Рокоссовский только вздохнул — не чаял быть пленным, но куда денешься. Сам он брал многих, видел, как заискивают перед ним офицеры, не все, правда, но добрая половина. Жить-то хочется! А теперь сам белым в лапы угодил, начнут еще ремни резать, света не увидишь. И деваться некуда — попала собака в колесо, так пищи, но беги. Смерти он не боялся, вернее побаивался, как любой нормальный человек. Просто обидно умирать, когда победа так близка. Пусть погибла бригада, но не одни же они преследуют драпающих колчаковцев…
— Он мне кого-то напоминает? Явно знакомого! — Поджарый, едва перешагнувший тридцатилетний рубеж генерал вплотную подошел к Рокоссовскому, посмотрел прямо в глаза. Молод еще, а уже высоко забрался — на вышитых золотых погонах краском узнал императорские вензеля.
— Бог ты мой! — всплеснул руками генерал. — Так это ж сам Рокоссовский, Константин Константинович. Как же! Встречался я с вами лет семь назад, как раз перед тем как вам лагерный срок впаяли!
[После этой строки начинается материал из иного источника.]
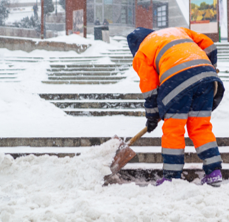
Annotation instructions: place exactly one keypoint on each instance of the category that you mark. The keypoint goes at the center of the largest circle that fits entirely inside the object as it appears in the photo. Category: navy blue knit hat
(136, 37)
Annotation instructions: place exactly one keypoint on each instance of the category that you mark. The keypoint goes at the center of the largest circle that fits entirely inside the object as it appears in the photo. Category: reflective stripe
(212, 160)
(166, 47)
(206, 146)
(210, 48)
(186, 84)
(176, 115)
(151, 110)
(173, 167)
(150, 93)
(183, 66)
(172, 151)
(199, 113)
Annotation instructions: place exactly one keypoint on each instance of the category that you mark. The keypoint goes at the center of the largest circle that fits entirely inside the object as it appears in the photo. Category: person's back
(177, 74)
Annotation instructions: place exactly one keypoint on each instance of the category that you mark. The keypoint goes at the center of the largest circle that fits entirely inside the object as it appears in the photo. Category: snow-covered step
(143, 175)
(92, 96)
(74, 69)
(70, 78)
(152, 156)
(85, 73)
(82, 82)
(107, 112)
(124, 104)
(56, 142)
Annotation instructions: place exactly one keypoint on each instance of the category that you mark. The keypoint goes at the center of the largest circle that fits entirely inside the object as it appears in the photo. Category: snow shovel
(124, 153)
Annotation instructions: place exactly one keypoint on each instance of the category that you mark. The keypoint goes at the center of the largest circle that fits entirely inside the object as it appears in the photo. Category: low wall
(22, 32)
(29, 45)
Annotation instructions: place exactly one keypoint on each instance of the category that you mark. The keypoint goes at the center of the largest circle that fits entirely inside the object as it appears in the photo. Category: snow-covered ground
(25, 114)
(70, 189)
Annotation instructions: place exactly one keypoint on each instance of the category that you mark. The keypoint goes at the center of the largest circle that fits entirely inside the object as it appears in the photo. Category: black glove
(151, 124)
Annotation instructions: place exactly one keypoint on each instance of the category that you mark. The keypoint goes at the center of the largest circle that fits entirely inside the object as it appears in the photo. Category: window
(160, 15)
(115, 11)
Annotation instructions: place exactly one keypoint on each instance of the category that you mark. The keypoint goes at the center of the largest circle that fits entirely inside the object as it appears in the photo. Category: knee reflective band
(173, 167)
(149, 93)
(182, 66)
(176, 115)
(200, 131)
(168, 46)
(173, 133)
(199, 113)
(210, 49)
(186, 84)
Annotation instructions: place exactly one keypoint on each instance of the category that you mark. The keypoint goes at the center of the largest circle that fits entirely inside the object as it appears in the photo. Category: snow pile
(70, 189)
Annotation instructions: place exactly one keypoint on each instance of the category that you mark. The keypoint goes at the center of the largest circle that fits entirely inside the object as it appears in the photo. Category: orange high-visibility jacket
(171, 61)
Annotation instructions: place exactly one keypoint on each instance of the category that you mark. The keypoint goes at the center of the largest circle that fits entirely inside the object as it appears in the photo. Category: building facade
(124, 15)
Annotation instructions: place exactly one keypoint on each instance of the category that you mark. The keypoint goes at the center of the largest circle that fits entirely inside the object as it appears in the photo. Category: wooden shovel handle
(136, 137)
(139, 135)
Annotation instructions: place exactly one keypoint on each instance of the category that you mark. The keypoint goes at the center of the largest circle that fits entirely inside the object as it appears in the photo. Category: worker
(178, 80)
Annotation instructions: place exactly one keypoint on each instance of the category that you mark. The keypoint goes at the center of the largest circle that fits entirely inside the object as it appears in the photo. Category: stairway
(85, 70)
(104, 104)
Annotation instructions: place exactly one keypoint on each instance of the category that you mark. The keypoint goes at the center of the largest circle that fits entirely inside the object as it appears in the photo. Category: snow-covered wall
(184, 7)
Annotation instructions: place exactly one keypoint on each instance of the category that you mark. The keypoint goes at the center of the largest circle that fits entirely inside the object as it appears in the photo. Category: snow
(70, 189)
(54, 189)
(184, 7)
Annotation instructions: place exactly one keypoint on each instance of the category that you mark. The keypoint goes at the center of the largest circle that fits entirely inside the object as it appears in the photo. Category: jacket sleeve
(204, 43)
(149, 82)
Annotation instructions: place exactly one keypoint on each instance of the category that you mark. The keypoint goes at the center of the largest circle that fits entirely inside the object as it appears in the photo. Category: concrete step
(139, 158)
(90, 66)
(12, 70)
(7, 77)
(88, 69)
(107, 112)
(8, 74)
(144, 177)
(83, 73)
(82, 82)
(86, 78)
(87, 141)
(92, 96)
(100, 105)
(119, 50)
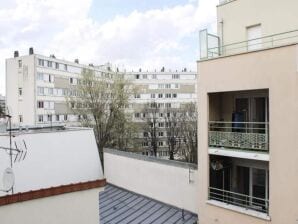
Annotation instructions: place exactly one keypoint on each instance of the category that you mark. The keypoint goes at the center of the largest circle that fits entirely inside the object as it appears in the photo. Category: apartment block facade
(37, 88)
(168, 91)
(247, 94)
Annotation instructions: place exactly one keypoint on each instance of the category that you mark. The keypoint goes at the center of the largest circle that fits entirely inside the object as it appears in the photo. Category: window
(160, 105)
(50, 64)
(161, 86)
(51, 78)
(20, 91)
(40, 62)
(39, 76)
(40, 90)
(254, 34)
(50, 91)
(145, 144)
(40, 104)
(40, 118)
(175, 76)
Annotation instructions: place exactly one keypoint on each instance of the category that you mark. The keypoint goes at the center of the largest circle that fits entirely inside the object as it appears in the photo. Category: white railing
(265, 42)
(239, 135)
(241, 200)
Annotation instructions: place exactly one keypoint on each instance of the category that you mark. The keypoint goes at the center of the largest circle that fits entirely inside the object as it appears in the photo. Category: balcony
(239, 135)
(210, 46)
(241, 200)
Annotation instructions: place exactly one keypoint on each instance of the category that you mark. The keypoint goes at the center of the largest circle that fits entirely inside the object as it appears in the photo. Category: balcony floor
(255, 155)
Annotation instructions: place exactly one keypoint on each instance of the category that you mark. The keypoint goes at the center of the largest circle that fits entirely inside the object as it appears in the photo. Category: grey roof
(117, 205)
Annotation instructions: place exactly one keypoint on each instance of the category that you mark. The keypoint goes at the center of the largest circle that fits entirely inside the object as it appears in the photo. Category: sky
(130, 34)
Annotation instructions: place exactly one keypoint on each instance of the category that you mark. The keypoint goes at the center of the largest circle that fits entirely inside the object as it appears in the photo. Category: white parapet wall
(75, 208)
(171, 182)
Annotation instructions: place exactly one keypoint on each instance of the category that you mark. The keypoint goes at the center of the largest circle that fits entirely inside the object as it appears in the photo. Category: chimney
(31, 51)
(16, 54)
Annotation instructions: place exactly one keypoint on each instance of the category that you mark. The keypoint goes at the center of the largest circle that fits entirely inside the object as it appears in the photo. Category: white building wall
(53, 159)
(166, 182)
(75, 208)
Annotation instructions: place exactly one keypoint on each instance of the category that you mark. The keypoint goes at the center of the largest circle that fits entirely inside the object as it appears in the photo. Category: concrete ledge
(42, 193)
(238, 209)
(151, 159)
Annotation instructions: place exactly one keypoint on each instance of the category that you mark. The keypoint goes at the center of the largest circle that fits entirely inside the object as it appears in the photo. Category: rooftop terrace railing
(265, 42)
(239, 135)
(241, 200)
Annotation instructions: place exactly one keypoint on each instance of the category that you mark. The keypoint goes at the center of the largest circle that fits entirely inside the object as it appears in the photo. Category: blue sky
(131, 34)
(105, 10)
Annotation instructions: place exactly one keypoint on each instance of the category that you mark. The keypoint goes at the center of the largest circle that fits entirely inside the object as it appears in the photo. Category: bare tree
(188, 124)
(100, 103)
(150, 127)
(173, 131)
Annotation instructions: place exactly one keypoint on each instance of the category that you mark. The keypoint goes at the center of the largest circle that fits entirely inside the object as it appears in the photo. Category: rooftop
(117, 205)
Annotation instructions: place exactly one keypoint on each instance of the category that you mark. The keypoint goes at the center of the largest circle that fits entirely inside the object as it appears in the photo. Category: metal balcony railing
(265, 42)
(241, 200)
(239, 135)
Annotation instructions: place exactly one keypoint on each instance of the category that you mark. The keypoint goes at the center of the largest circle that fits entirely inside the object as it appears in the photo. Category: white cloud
(148, 39)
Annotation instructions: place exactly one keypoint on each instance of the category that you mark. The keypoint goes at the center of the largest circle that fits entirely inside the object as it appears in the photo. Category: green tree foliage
(100, 103)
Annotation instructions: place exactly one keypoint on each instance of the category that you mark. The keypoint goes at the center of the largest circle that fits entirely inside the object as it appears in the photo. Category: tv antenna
(8, 180)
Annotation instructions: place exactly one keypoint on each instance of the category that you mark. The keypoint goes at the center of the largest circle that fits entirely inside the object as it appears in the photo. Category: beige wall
(276, 70)
(76, 208)
(274, 17)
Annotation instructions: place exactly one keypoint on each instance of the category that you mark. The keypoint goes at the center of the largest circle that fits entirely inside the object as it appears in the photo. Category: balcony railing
(241, 200)
(265, 42)
(239, 135)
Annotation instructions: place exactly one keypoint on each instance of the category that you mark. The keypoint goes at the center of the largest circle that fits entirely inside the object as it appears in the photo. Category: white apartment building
(168, 90)
(37, 86)
(2, 101)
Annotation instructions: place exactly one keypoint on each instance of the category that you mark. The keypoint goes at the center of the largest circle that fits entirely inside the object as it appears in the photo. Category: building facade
(2, 102)
(247, 93)
(37, 88)
(168, 91)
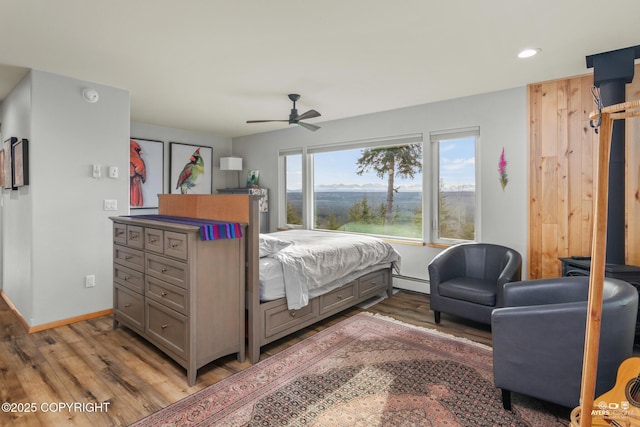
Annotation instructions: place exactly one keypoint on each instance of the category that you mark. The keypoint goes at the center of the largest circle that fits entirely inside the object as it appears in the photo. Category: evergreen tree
(402, 161)
(292, 215)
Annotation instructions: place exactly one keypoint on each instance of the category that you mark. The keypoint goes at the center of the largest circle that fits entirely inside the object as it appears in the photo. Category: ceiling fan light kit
(294, 117)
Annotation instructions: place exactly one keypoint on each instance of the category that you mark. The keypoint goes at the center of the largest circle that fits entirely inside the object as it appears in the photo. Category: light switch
(110, 205)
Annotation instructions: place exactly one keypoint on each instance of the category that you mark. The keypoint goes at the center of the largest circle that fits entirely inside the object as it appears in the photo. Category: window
(293, 188)
(454, 196)
(370, 187)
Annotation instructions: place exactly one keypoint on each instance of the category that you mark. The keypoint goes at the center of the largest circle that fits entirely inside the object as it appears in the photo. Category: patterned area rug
(364, 371)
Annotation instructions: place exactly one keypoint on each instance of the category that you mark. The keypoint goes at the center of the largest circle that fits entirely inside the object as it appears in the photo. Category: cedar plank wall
(562, 171)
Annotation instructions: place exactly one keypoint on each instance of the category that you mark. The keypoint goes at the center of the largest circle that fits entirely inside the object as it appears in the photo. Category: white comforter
(317, 259)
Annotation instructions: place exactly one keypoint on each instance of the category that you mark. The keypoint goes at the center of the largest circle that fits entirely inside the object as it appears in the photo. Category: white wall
(502, 119)
(55, 230)
(16, 205)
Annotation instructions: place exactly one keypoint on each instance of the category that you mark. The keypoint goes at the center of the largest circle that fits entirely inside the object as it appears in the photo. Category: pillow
(270, 245)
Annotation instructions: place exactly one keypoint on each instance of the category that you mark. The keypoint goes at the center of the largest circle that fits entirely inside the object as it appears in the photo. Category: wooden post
(581, 416)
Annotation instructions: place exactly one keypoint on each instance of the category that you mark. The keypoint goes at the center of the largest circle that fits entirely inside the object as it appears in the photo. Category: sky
(337, 169)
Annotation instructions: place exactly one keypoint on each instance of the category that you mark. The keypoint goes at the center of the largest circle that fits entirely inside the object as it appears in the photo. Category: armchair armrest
(546, 291)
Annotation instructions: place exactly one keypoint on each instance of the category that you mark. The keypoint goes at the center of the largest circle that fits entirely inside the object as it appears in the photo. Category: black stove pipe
(611, 72)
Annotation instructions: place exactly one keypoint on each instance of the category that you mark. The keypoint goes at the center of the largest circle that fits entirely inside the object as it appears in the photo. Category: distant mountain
(369, 187)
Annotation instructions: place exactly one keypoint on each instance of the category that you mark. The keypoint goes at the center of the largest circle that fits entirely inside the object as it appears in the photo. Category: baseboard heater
(410, 283)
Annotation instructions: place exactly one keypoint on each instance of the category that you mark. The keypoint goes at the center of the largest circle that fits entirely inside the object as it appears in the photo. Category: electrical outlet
(110, 205)
(89, 281)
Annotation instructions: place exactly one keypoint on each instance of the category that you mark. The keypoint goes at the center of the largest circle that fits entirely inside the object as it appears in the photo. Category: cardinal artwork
(191, 172)
(137, 174)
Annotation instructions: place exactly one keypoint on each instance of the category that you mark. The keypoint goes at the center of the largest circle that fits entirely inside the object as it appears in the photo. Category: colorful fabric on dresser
(209, 230)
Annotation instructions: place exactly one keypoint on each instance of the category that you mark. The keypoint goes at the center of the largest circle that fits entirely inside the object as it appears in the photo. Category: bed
(282, 297)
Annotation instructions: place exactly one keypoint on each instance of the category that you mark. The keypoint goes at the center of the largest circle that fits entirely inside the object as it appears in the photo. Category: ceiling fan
(294, 117)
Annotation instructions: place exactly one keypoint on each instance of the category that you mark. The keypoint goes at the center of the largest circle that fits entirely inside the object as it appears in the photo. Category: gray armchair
(538, 337)
(467, 279)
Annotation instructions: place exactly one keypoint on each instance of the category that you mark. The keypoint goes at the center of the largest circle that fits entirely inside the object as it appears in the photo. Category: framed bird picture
(191, 168)
(146, 172)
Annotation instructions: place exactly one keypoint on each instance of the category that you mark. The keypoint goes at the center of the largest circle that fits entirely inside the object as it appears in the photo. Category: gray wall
(55, 231)
(502, 119)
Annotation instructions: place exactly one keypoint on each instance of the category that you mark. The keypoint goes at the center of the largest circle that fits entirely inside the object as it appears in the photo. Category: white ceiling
(210, 65)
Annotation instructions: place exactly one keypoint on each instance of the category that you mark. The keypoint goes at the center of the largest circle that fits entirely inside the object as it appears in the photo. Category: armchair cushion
(477, 291)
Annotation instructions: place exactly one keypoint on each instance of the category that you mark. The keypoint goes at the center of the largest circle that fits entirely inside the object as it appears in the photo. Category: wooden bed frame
(272, 320)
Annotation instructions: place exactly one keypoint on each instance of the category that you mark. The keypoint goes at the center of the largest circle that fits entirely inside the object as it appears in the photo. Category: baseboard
(50, 325)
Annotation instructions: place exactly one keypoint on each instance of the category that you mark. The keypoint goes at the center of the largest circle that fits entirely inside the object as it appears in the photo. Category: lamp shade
(231, 163)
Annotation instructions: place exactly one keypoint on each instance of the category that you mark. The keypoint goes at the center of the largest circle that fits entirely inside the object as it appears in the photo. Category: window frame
(436, 138)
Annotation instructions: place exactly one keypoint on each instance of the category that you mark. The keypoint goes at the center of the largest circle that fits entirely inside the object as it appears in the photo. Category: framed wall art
(146, 172)
(20, 163)
(6, 163)
(191, 169)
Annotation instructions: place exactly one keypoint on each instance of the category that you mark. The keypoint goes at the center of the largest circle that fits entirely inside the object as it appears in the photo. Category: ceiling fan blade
(308, 115)
(265, 121)
(309, 126)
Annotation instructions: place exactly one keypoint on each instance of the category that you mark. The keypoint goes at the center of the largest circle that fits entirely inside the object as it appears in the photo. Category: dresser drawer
(167, 294)
(129, 307)
(338, 298)
(134, 236)
(154, 240)
(132, 279)
(372, 284)
(175, 244)
(167, 327)
(128, 257)
(169, 270)
(120, 233)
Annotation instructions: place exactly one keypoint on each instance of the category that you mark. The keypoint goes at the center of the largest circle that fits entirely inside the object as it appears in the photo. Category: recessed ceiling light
(528, 53)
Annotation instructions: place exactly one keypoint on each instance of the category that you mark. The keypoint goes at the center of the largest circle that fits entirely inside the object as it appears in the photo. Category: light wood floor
(89, 362)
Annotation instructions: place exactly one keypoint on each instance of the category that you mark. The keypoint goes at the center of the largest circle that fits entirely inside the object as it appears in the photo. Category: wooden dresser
(183, 294)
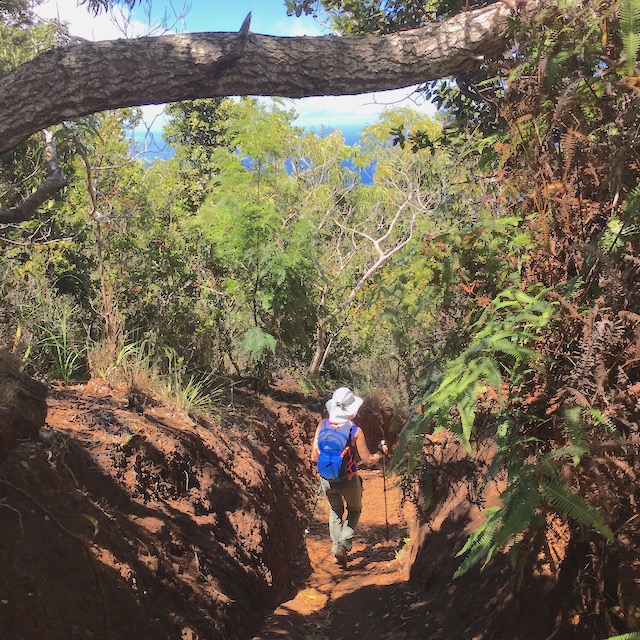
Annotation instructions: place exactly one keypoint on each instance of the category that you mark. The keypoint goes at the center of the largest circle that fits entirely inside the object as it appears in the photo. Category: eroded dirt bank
(117, 524)
(121, 525)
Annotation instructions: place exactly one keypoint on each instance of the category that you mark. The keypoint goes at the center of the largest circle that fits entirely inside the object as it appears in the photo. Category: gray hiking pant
(340, 494)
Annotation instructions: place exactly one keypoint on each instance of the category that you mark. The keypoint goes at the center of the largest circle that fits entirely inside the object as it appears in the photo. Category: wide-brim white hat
(344, 405)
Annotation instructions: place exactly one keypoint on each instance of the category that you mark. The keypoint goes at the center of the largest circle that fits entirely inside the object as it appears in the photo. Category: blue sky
(349, 113)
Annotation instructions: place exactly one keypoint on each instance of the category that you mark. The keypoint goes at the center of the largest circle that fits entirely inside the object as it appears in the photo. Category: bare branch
(56, 181)
(84, 78)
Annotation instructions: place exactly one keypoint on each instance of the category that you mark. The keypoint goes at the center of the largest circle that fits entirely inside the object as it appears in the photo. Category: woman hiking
(335, 444)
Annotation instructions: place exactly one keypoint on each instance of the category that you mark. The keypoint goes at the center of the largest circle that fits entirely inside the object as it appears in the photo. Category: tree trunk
(79, 79)
(318, 355)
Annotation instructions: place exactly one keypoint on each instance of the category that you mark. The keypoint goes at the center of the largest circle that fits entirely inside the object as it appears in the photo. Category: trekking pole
(313, 513)
(384, 487)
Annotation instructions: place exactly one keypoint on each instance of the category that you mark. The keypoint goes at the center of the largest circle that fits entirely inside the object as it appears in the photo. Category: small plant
(66, 357)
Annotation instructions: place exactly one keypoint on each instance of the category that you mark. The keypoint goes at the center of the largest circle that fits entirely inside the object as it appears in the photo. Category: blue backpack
(336, 457)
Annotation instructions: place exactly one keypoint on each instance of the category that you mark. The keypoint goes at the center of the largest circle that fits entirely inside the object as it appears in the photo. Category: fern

Шмайсер, это ты самого Рокоссовского повязал! Только молодого еще!
— Командующего Центральным фронтом?! Генерал-полковника?!
Плотный офицер, в надетом поверх формы грязно-белом маскировочном халате, всплеснул руками, словно баба, стирающая белье. Пронзительные глаза впились в Рокоссовского, и он внезапно осознал, что попал в лапы двух безумцев. Константин не понимал, о чем идет речь, как они могли принять его за какого-то генерала с непонятным чином.
— Вы ошиблись, «господа». Генералом отродясь не был. И в плену немецком, в лагере. А отчество у меня другое…
— Знаю. — Генерал легко поднялся из-за стола. — Отец ваш поляк, а потому имя его вам русифицировать придется…
— Не придется! Не доживет!
Слова Шмайсера хлестанули ледяным бичом — Рокоссовский понял, что живым его точно не оставят. А потому собрал все силы, благодаря судьбу, вернее нерадивых караульных, что не связали его. Теперь надо было выждать момент и напасть на врагов, благо оружия в руках у них не было.
— Вообще-то верно, — генерал задумчиво посмотрел на пленного, — но поспешно. У меня к вам есть пара вопросов, «товарищ» Рокоссовский.
— Отвечать не буду! Можете расстрелять!
— Да уж, — задумчиво протянул немец и повернулся к генералу. — Товарищ явно не понимает…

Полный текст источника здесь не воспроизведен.